Now after the collapse, the new Black Hole would have no magnetic field, that is, outside the Event Horizon, we could not observe any magnetic field. The characteristics of the Black Hole would still be describable by the Kerr metric.
It is very important that the answer to this question depends upon the source of the magnetar's magnetic field. Since that is based on the structure (and internal magnetohydrodynamic processes) of the magnetar, that would be destroyed as the extreme levels of gravity would win over the magnetar's internal structure to the lowest level, the magnetar's inside magnetohydrodynamic structure would eventually be torn into its elementary constituents.
So the answer to your question is that after the collapse, there would be no magnetic field observable outside the Event Horizon.
Just a note, officially, we do not have a clear declaration as of today whether Black Holes themselves could have magnetic fields, though, we have detected magnetic fields around Sagittarius A, near the event horizon, the source of these might just be the accretion disk and not the Black Hole itself.
https://en.wikipedia.org/wiki/Black_hole#cite_note-152
So officially, Kerr type Black Holes do not have a magnetic field, and the fact that the original (before the collapse) astrophysical object is a magnetar does not change this.

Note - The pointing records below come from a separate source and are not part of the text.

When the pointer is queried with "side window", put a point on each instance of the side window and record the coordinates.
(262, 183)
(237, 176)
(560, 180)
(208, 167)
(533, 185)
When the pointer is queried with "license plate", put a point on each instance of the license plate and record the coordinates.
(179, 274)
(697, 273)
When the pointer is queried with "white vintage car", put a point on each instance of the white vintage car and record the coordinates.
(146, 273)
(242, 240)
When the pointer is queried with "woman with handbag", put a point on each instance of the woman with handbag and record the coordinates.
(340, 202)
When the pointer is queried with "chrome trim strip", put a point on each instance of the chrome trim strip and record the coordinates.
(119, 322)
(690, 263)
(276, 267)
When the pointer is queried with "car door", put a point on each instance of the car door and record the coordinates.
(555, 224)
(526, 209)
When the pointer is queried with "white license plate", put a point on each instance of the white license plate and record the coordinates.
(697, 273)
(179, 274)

A: This paper by Lyutikov and McKinney describes this precise scenario.   I'll provide a brief summary of their results here.

One of the crucial underlying assumptions made when deriving the no-hair theorem is that the region outside the event horizon is a vacuum.  However, a rapidly spinning, magnetized neutron star can induce vacuum breakdown, leading to the existence of self-generated currents in the magnetosphere.  That is, an initial spinning dipole field with no external currents evolves into a magnetized black hole supported by currents outside the event horizon.  In particular, rotation-induced poloidal currents cause magnetic field lines which originate near the poles of magnetar to "open up" to infinity.
The presence of a conductive plasma in the magnetosphere freezes magnetic field lines into the surface.  As the magnetar collapses, the closed field lines are absorbed into the event horizon.  However, the open lines, which connect the magnetar surface to infinity, persist and end up connecting the event horizon to infinity.  The resulting field relaxes to a split monopole configuration which looks something like this:

Over time, the equatorial current sheet dissipates and the field lines which are anchored to the event horizon are able to "slide off" and the magnetic field decays.  However, this process relies on the finite resistivity of the plasma in the magnetosphere, and is slow when compared to the timescale one would naively expect from the no-hair theorem.  As a result, magnetized black holes can persist for quite a while even in the absence of externally supplied accretion material.